На следующий день, 20 августа, туман рассеялся всего на несколько минут. Долгое время Гаттерас, сидя в «вороньем гнезде», жадно всматривался вдаль; затем он молча спустился на палубу и приказал идти дальше. По его лицу было видно, что он потерял всякую надежду.

«Форвард» снялся с якоря и наудачу двинулся к северу. Из-за сильной качки марса-реи и брам-реи были спущены со всем такелажем. Стеньги были спущены, так как нельзя было рассчитывать на постоянно менявшийся ветер, который в извилистых проходах становился почти бесполезным. На море местами начинали уже появляться широкие белесые, словно маслянистые пятна, предвещавшие близкие морозы. Когда ветер стихал, море начинало быстро замерзать; но этот молодой лед легко ломался и расходился при новых порывах ветра. К вечеру температура понизилась до + 17° (- 7° Ц).

Входя в забитый льдами проход, бриг начинал действовать как таран, - на всех парах устремлялся на преграду и разбивал ее. Иной раз казалось, что «Форвард» окончательно попал в западню, но неожиданное передвижение ледяных масс открывало ему новый проход, в который бриг поспешно входил. Во время остановок пар, вырывавшийся из клапанов, сгущался в холодном воздухе и снежными хлопьями падал на палубу. Ход брига замедлялся и по другой причине: нередко в лопасти винта попадали твердые, как камень, куски льда, разбить которые машина не могла. Тогда приходилось давать задний ход; бриг пятился назад, а матросы ломами и ганшпугами освобождали винт от застрявших в лопастях осколков. Борьба с этими преградами изматывала матросов; приходилось то и дело останавливаться.

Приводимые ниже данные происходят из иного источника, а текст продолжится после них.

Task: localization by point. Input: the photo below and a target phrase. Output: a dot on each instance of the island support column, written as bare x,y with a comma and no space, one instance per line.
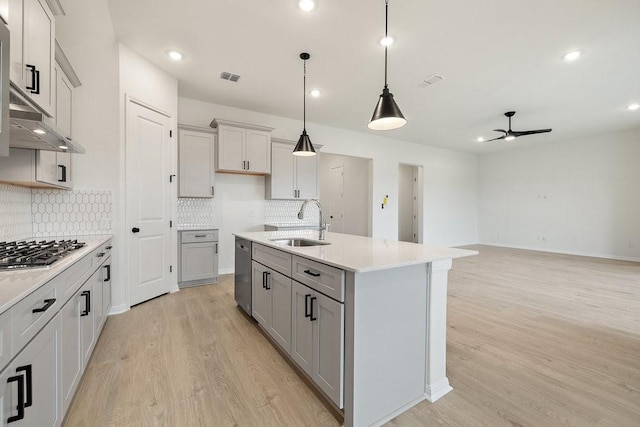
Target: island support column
436,382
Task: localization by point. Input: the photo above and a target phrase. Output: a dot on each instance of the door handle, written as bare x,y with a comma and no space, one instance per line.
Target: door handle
20,380
27,372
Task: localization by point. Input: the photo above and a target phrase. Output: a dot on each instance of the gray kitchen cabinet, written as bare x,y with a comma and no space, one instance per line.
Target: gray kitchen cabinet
32,27
36,168
198,257
243,148
292,177
272,303
196,163
35,371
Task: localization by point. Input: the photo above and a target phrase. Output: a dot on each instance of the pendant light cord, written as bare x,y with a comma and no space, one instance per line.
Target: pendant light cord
304,98
386,38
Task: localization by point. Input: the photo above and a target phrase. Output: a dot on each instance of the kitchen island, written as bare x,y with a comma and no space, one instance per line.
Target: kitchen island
385,337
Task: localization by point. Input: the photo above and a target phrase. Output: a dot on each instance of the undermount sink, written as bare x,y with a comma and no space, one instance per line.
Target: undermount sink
299,242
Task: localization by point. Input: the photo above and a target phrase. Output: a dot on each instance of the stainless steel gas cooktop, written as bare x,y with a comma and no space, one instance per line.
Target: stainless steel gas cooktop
35,254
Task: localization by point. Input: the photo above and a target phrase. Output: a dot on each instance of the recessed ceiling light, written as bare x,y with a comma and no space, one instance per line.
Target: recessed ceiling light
387,41
307,5
572,56
175,55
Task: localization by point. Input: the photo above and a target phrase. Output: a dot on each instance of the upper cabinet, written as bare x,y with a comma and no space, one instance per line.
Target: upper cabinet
243,148
292,177
196,162
32,27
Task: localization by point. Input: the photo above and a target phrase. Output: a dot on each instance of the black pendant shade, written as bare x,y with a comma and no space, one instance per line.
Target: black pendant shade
387,114
304,147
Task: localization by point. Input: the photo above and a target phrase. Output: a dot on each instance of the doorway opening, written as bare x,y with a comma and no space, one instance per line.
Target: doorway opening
345,193
410,203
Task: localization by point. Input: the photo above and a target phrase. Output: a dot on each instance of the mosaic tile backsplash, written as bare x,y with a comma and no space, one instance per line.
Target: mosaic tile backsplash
287,211
195,213
15,212
71,213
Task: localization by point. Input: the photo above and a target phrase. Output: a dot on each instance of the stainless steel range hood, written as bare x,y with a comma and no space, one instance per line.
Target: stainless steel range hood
31,128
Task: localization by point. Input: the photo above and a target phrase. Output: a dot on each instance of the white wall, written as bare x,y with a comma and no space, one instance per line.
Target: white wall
580,197
450,177
356,191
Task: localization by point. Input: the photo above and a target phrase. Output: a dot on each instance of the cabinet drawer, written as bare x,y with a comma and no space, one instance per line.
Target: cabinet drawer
323,278
199,236
5,339
272,258
26,324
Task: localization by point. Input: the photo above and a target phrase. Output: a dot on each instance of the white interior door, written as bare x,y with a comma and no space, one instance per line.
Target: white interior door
336,208
148,202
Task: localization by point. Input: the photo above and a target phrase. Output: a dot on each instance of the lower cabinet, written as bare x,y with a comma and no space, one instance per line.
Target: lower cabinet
317,337
30,383
272,303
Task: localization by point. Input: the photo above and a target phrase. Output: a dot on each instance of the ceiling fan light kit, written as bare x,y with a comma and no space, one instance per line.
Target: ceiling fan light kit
304,147
510,135
387,114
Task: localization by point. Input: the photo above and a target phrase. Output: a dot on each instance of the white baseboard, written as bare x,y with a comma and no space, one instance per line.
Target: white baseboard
561,251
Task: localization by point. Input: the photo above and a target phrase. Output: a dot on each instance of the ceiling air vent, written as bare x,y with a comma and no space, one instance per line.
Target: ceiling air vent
229,76
430,80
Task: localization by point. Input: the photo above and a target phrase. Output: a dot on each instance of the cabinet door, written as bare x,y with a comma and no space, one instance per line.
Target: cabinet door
307,177
282,175
70,340
87,319
16,25
38,369
280,328
301,327
64,102
230,149
328,347
197,261
261,304
39,48
196,164
258,151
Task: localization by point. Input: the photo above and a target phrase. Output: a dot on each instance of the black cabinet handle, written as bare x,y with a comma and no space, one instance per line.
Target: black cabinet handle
87,303
47,304
312,318
64,173
35,80
306,305
20,380
27,371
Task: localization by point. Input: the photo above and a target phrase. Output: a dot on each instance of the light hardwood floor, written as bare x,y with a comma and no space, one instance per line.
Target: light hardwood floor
534,339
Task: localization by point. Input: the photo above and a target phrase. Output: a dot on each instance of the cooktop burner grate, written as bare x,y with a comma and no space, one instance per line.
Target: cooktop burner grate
31,254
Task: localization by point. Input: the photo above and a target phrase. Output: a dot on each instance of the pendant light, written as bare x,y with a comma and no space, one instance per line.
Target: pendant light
387,114
304,147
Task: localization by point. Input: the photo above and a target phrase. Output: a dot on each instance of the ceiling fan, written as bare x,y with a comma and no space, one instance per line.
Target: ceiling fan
510,135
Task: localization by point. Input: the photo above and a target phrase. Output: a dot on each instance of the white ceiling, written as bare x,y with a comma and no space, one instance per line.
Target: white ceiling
495,55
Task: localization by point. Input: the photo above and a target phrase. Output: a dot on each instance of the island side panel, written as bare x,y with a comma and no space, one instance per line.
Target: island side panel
437,383
385,343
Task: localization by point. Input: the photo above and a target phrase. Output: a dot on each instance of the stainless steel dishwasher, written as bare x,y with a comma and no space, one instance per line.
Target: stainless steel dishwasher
243,274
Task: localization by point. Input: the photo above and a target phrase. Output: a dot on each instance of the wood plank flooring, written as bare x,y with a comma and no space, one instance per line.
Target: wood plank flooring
534,339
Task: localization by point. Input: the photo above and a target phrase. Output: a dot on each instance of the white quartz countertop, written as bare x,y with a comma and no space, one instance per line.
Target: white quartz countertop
18,283
357,253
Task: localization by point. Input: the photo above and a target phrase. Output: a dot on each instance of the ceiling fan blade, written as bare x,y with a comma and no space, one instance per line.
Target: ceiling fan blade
495,139
530,132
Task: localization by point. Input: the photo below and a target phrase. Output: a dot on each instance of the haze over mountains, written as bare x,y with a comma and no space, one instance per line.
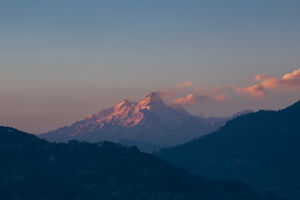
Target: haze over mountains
31,168
149,122
259,148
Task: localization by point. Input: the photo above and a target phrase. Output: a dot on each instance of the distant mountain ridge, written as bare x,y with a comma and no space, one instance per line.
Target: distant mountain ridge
32,168
148,121
259,148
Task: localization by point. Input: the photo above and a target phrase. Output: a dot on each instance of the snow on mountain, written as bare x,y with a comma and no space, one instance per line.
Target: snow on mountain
148,121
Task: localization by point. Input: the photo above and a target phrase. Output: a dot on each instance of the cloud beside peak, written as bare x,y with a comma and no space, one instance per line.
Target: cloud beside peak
265,83
190,99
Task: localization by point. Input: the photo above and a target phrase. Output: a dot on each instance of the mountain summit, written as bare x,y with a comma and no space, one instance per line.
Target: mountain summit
149,121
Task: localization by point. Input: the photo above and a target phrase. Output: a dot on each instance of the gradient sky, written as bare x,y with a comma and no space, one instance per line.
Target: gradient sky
61,60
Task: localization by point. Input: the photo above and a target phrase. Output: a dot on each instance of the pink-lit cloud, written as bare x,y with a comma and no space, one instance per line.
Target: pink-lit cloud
190,99
265,83
186,84
221,97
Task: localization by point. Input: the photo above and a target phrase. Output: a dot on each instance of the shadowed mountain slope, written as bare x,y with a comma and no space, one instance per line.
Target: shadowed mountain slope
259,148
31,168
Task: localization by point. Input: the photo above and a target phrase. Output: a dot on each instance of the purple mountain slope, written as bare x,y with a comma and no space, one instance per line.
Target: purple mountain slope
148,121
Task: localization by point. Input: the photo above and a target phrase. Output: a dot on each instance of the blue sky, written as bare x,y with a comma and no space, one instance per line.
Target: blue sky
61,60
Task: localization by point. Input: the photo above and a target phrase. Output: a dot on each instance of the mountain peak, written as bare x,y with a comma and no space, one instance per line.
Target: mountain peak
152,100
124,103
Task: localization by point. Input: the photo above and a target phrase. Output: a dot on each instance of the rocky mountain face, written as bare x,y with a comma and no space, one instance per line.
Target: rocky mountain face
259,148
31,168
149,121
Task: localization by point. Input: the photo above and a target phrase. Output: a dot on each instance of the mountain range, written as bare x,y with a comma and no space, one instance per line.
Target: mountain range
32,168
150,124
259,148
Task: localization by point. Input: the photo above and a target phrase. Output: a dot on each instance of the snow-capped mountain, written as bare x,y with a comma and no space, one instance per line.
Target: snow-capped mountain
148,121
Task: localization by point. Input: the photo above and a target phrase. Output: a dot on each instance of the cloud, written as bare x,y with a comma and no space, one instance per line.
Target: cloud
287,81
190,99
261,77
186,84
254,90
221,97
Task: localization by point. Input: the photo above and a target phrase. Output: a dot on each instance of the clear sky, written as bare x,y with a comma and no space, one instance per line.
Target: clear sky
61,60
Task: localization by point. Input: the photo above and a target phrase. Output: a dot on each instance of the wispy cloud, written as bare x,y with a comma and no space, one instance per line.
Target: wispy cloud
190,99
265,83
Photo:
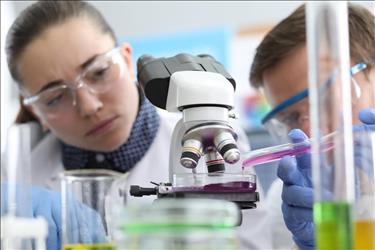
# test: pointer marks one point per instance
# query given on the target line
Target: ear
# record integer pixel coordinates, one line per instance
(126, 51)
(39, 117)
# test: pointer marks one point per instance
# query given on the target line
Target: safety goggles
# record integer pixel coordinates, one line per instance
(97, 78)
(294, 111)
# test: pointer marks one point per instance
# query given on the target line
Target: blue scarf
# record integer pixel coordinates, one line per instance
(125, 157)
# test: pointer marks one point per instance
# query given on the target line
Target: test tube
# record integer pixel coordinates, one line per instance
(19, 229)
(330, 111)
(275, 153)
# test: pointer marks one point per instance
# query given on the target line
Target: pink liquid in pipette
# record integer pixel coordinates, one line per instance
(275, 156)
(301, 149)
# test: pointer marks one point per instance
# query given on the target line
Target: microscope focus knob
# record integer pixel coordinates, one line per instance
(227, 147)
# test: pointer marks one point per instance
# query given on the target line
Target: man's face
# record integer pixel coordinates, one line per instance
(290, 76)
(285, 80)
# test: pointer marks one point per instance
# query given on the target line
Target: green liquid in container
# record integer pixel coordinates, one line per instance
(333, 225)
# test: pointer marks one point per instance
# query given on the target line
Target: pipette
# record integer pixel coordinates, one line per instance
(275, 153)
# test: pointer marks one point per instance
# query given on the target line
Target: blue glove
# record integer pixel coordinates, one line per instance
(85, 223)
(297, 194)
(367, 117)
(363, 136)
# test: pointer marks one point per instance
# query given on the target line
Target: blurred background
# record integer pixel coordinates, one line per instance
(228, 30)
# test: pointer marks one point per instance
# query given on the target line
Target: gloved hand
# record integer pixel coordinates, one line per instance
(367, 117)
(297, 194)
(363, 136)
(85, 223)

Так продолжалось тринадцать дней; «Форвард» с трудом продвигался вдоль пролива Пенни. Экипаж повиновался, хотя и не без ропота. Все поняли, что вернуться назад теперь уже нет возможности. Движение на север представляло меньше опасностей, чем отступление на юг. Необходимо было подумать о зимовке.

Матросы обсуждали между собой положение, в каком очутился бриг. Однажды они даже заговорили об этом с Ричардом Шандоном, который, как им было известно, держал их сторону. Нарушая свой долг и дисциплину, Шандон позволял матросам в своем присутствии обсуждать действия капитана.

- Так, по-вашему, мистер Шандон, - спросил Гриппер, - нам уже нельзя повернуть назад?

- Теперь уже поздно, - ответил Шандон.

- Так значит, - начал другой матрос, - нам приходится подумать о зимовке?

- В этом наше единственное спасение! Но мне ведь никто не верил…

- В другой раз мы вам будем верить, - ответил Пэн, который уже вышел из-под ареста.

- Но ведь я здесь не хозяин… - сказал Шандон.

- Как знать! - возразил Пэн. - Джон Гаттерас может идти, куда ему угодно, но кто нам велит тащиться за ним?

- Вспомните только его первое плавание в Баффинов залив и чем оно кончилось, - сказал Гриппер.

- А его плавание на «Фарвеле», - подхватил Клифтон. - Он погубил корабль в водах Шпицбергена!

- Оттуда вернулся один только Гаттерас, - заметил Гриппер.

- Со своим псом, - добавил Клифтон.

- Охота была рисковать своей шкурой в угоду этому человеку! - воскликнул Пэн.

- И потерять премию, которую мы честно заработали, - заметил Клифтон, как всегда, занятый корыстными расчетами. - Когда мы пройдем семьдесят восьмой градус, до которого уже недалеко, - добавил он, - то каждому из нас будет причитаться по триста семьдесят пять фунтов.

- А не потеряем мы их, если вернемся без капитана? - спросил Гриппер.

- Нет, если будет доказано, что вернуться было необходимо, - отвечал Клифтон.

- Но ведь… капитан…

- Успокойся, Гриппер, - сказал Пэн, - у нас будет капитан, да еще какой бравый! Мистер Шандон его знает. Когда командир судна сходит с ума, его сменяют и ставят другого. Так ведь, мистер Шандон?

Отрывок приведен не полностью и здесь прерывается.